晚上他一人醒来的时候也不用再看他一脸担忧的眼神,这样多自在啊。 
明明他都不承认他的身份,范莲若还装的一幅兄长的模样,看的就让人觉得不开心! 
他一边想着,一边皱眉头。没有错没有错,的确是不开心! 
好吧,他承认可能以后不会有人对他嘘寒问暖这一点让他有点点孤寂,但也只有一点点而已。 
他是西荻的皇子,要多少人来关心自己都是可以的。 
 
“什么?”手上的瓷杯清脆的落在素纹湘妃竹排书凳的宣纸上,一张即将完成的百花图瞬间染上了一层茶垢,莲若一惊急急的问道,“你说殿下病了?” 

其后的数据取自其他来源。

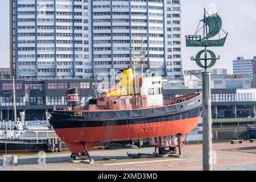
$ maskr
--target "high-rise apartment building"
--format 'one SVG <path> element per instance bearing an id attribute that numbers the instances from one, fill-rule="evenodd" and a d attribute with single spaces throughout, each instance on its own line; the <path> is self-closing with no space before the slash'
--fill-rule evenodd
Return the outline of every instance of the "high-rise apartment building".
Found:
<path id="1" fill-rule="evenodd" d="M 144 71 L 184 82 L 180 1 L 13 0 L 11 6 L 16 78 L 110 77 L 132 65 L 134 38 L 137 60 L 146 49 Z"/>

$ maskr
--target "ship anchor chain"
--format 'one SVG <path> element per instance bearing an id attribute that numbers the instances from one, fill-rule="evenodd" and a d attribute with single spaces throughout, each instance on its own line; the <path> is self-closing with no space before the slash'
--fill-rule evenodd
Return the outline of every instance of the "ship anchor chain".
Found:
<path id="1" fill-rule="evenodd" d="M 204 58 L 201 58 L 201 56 L 204 53 Z M 210 55 L 210 58 L 208 58 L 207 57 L 208 53 L 209 53 Z M 216 57 L 215 53 L 212 51 L 207 49 L 206 47 L 204 50 L 200 51 L 197 53 L 197 54 L 196 55 L 195 59 L 194 58 L 193 56 L 191 57 L 191 60 L 196 61 L 196 64 L 197 64 L 197 65 L 199 67 L 201 68 L 204 68 L 205 69 L 205 71 L 207 68 L 212 67 L 216 63 L 216 60 L 219 60 L 220 59 L 220 56 L 218 56 L 218 57 Z M 201 63 L 201 61 L 202 60 L 204 61 L 204 65 L 203 65 Z M 208 61 L 209 60 L 210 60 L 210 64 L 208 64 Z"/>

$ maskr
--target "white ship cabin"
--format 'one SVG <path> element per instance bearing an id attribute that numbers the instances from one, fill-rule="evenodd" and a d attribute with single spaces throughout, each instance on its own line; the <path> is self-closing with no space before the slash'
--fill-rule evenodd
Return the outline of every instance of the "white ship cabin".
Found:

他清秀的脸上透着担心,随手抓了件褂子,不管桌上那白白糟蹋了的工笔画,也不等宫人再说些什么,就冲了出去。 
怎么会病了呢?是不是昨晚受凉了? 
昨夜分明他为他披了衣衫,也催他早些歇息的,怎会病了呢?难道风翔在他走了之后又出去了?还是出了别的事情了。 
穿过西落的庭院,莲若也顾不得平日里讲究的礼数,他推开昭淳殿主寝的门扉,“菲梵,莲若怎么了?” 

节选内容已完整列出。